Note: Some implementations of Bitflow (for example go-bitflow) support changing headers both in files and in TCP connections. This should not be done to stay compatible with other implementations (bitflow4j and bitflow.py). Changing headers are implemented by simply transmitting the byte stream of a new header instead of a sample. The header data formats are defined in a way that the header can be distinguished from sample data. Writing a CSV file with multiple headers breaks the semantics of regular CSV files.
CSV data format¶
The CSV data format follows the basic CSV syntax. The header is followed by a number of samples, one sample per line:
time,tags,cpu,disk-io/all/io,disk-io/all/ioBytes,disk-io/all/ioTime
2017-11-09 13:51:09.877210495,experiment=cpu host=wally133,0,0,0,0
2017-11-09 13:51:10.377433859,experiment=cpu host=wally133,54.99999999927241,11.654148188577683,859247.4519964771,0,11.653989825577415
Comma (,) is used for separating fields and newline characters separate the header line and the individual samples.
The number of header fields must match the number of fields in each sample.
The first column name must always be time, the second column is always tags. This is used to identify the data format as CSV.
The time column contains the timestamp of each sample in the format YYYY-MM-DD HH:mm:SS.sssssssss.
The tags column contains the tags as string key-value pairs separated by = and single space characters.
There can be an arbitrary number of tags, including zero, in which case the field is empty.

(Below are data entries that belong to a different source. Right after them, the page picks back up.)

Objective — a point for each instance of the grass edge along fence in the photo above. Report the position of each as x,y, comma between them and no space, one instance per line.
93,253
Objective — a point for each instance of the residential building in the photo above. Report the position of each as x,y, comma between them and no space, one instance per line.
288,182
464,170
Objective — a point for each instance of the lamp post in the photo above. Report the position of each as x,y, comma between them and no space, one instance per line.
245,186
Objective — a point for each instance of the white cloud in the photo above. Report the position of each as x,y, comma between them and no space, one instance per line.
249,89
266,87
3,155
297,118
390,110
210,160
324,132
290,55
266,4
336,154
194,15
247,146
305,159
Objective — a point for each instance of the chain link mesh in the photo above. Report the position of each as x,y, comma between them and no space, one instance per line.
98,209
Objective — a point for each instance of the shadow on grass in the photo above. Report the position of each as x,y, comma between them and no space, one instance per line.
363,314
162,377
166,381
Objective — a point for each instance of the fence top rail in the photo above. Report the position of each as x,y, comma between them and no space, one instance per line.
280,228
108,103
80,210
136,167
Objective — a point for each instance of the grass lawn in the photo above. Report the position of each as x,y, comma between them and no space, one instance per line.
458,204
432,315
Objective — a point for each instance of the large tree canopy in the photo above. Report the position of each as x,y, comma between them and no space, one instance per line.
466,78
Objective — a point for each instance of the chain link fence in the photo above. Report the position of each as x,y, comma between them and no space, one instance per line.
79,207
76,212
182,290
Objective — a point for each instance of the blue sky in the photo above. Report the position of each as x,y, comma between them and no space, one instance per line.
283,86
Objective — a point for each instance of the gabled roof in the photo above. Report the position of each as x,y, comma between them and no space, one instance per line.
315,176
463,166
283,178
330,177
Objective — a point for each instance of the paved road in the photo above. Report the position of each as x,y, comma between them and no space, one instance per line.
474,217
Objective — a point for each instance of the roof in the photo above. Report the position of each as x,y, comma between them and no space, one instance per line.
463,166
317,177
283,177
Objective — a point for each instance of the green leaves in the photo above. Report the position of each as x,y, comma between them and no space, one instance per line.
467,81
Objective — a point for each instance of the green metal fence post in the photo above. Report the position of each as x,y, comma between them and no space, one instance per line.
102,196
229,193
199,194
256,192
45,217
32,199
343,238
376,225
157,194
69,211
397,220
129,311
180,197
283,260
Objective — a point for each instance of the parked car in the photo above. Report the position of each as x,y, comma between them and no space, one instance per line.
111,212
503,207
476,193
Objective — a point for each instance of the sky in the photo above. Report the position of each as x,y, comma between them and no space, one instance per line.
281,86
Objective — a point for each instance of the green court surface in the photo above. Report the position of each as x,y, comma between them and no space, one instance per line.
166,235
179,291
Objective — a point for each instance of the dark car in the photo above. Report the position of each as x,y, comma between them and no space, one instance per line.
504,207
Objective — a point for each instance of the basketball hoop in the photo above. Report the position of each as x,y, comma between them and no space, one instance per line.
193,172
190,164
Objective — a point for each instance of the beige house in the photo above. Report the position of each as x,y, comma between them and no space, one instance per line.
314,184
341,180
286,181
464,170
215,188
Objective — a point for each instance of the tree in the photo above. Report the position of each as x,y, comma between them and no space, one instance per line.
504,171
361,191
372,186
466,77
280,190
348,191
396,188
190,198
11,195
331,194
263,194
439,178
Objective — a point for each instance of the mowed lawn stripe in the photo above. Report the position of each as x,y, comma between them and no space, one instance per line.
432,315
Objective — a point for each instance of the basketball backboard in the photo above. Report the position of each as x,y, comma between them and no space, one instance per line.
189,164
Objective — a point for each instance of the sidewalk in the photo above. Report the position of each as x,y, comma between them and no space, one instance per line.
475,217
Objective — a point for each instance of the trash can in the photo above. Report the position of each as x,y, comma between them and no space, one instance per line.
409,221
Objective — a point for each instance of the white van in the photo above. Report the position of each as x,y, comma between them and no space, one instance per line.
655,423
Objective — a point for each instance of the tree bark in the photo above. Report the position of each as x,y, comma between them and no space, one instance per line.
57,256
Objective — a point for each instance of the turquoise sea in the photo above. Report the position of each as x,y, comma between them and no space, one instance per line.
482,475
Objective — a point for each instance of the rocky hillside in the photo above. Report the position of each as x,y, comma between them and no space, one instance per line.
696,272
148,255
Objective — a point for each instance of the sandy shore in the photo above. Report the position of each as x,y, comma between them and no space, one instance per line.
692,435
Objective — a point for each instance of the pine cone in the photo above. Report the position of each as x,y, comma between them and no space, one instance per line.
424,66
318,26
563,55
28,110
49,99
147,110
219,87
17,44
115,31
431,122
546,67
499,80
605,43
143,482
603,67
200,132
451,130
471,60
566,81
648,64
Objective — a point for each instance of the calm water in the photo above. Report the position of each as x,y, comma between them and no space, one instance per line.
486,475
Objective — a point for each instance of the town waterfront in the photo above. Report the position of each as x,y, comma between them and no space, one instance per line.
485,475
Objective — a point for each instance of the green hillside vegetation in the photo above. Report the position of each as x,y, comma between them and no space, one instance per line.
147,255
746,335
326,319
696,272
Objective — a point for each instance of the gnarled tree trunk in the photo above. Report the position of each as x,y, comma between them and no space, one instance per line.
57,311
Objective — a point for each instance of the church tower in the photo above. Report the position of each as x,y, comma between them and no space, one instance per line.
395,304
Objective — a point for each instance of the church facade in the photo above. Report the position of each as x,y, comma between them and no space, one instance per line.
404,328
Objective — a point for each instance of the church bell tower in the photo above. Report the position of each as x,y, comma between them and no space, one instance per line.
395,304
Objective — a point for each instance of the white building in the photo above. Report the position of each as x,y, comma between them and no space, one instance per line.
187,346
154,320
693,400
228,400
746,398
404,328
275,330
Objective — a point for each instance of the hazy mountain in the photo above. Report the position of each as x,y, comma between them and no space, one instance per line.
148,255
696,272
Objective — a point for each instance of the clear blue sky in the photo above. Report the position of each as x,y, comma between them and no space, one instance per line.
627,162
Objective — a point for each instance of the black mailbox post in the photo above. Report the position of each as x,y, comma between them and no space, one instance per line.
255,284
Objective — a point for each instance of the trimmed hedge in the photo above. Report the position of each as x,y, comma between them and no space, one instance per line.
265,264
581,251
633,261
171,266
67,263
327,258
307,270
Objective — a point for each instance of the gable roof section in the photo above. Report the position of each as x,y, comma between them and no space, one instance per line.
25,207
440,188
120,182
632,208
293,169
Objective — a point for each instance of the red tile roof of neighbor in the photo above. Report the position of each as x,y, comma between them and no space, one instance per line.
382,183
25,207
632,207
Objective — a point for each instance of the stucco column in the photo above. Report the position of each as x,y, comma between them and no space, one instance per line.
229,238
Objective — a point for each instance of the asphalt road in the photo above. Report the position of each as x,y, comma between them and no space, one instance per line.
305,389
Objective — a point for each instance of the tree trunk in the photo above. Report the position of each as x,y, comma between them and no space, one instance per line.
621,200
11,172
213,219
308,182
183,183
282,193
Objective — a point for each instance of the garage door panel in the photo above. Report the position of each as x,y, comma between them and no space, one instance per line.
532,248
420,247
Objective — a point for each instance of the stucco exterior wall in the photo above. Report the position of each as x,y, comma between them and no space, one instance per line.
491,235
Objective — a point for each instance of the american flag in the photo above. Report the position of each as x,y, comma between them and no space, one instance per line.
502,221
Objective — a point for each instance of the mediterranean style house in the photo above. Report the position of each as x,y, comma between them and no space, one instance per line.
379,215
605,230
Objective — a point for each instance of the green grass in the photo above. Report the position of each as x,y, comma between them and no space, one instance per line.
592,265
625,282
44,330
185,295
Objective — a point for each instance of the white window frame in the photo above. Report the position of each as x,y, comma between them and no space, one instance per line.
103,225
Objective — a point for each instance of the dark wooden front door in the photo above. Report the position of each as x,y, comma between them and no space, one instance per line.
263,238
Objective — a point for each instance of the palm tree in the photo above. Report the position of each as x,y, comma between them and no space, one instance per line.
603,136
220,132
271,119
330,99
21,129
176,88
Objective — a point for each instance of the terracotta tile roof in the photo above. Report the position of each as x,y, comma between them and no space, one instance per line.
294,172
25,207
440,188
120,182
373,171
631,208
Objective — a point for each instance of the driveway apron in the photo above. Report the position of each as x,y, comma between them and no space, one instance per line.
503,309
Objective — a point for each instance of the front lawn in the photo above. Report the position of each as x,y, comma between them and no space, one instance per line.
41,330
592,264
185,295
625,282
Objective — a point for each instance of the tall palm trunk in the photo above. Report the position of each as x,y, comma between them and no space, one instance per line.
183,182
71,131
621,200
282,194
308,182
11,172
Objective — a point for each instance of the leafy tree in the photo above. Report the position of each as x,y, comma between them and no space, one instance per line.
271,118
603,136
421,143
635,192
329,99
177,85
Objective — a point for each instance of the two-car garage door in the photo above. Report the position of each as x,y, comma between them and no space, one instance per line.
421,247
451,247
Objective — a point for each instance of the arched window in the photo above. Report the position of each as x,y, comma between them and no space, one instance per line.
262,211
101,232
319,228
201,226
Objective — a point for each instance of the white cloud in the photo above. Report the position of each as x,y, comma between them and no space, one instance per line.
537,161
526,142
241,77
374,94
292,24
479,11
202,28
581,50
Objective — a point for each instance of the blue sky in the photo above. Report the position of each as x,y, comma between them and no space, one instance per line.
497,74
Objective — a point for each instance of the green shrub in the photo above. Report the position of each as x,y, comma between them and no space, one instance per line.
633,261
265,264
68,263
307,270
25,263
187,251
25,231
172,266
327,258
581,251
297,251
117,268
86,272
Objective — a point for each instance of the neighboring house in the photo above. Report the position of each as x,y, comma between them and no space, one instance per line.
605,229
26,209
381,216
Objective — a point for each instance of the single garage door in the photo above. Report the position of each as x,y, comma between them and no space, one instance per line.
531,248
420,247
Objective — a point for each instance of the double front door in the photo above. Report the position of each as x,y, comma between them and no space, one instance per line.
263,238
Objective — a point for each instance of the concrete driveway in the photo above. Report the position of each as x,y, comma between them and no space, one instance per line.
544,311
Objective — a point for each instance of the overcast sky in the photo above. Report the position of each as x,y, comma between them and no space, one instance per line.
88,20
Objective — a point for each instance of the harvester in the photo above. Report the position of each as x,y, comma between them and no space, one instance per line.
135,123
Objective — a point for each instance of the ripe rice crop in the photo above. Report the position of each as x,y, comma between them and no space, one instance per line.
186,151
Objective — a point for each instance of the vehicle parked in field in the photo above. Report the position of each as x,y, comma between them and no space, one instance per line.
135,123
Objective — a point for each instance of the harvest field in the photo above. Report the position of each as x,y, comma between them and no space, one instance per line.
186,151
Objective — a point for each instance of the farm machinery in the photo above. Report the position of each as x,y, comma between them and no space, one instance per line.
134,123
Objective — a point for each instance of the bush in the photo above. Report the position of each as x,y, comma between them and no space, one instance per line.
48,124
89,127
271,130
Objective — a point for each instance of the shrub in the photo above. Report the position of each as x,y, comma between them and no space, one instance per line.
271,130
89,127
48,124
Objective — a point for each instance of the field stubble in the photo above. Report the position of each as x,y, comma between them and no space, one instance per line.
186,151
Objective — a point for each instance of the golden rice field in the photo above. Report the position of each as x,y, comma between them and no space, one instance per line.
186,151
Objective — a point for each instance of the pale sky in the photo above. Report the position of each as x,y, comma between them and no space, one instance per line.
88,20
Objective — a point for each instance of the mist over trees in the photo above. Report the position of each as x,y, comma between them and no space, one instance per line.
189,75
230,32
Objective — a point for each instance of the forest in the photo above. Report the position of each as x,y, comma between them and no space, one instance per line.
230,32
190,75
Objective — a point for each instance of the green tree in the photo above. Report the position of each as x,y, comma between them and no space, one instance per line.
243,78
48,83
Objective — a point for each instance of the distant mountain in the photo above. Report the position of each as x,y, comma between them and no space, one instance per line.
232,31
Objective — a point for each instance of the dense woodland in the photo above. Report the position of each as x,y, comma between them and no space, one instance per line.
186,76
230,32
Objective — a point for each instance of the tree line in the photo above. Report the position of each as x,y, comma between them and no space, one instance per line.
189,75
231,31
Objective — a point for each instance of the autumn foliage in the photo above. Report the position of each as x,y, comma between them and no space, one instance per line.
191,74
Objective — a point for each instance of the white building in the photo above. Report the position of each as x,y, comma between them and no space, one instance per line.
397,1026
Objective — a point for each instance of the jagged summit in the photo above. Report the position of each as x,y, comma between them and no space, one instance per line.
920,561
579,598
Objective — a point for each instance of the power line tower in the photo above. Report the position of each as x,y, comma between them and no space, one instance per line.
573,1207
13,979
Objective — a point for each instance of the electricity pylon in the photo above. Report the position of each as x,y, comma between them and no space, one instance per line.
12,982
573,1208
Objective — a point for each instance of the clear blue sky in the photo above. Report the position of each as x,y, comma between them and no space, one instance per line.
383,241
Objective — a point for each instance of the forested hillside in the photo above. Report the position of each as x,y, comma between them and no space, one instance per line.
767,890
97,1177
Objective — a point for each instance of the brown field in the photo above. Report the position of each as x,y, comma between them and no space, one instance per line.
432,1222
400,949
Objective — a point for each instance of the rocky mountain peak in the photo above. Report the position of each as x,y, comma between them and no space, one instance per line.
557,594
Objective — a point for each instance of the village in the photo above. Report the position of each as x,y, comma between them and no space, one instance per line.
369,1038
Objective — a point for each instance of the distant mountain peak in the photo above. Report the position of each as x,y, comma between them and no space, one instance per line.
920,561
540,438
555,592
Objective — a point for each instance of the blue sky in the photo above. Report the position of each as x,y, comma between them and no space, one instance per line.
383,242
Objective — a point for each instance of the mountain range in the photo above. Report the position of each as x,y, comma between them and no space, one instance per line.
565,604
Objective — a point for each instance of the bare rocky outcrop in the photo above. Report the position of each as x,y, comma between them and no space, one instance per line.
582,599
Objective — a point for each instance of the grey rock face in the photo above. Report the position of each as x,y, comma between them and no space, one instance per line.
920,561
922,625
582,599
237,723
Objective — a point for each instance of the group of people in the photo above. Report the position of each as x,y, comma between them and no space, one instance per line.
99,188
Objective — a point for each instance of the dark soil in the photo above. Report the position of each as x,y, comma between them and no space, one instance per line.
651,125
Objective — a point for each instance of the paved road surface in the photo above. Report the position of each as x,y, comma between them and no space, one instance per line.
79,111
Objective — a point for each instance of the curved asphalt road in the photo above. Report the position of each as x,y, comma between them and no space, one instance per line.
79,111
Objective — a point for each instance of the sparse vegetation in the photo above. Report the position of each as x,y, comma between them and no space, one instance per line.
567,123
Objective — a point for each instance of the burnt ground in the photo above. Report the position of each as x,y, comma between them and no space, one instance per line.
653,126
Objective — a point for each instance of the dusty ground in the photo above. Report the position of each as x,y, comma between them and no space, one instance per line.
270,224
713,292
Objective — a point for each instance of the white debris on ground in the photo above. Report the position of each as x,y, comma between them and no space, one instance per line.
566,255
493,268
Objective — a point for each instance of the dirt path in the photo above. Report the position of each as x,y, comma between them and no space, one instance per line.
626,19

There can also be an arbitray number of metrics. When there are no metrics, the CSV header is simply time,tags.
Binary data format¶
A header in the binary format is encoded by writing the header fields, separated by newline characters.
The first header field is for the timestamp and is called timB. This is different from the CSV format, but has the same length to make the format discovery more efficient.
The second header field is tags, which is then followed by the metric names.
After all fields are written, an empty line signals the start of the first sample.
In other words, the end of the header is encoded as a double newline character (\n\n).
A binary sample starts with a capital X byte. This is to distinguish it from a repeated header.
After that, the timestamp is transmitted as a big-endian 8-byte unsigned integer value of the Unix timestamp.
After the timestamp, the tags are transmitted in the same format as in the CSV format, concluded by a single newline character.
Following the tags, the actual metric data is encoded as big-endian IEEE 754 double-precision values.
The number of metric values must match the number of metric names defined in the header. The sample is not terminated by any additional byte sequence!
After the last byte of the last metric, an X byte indicates a new sample, while a timB byte sequence indicates an updated header.
Any other byte sequence would violate the marshalling format and should lead to a closed TCP connection or signal an invalid data file.
Note: Since some byte sequences are special in the two data formats, the tags must not contain any of the following characters: , \n =, in addition to the white space character. By convention, such characters are replaced by underscores.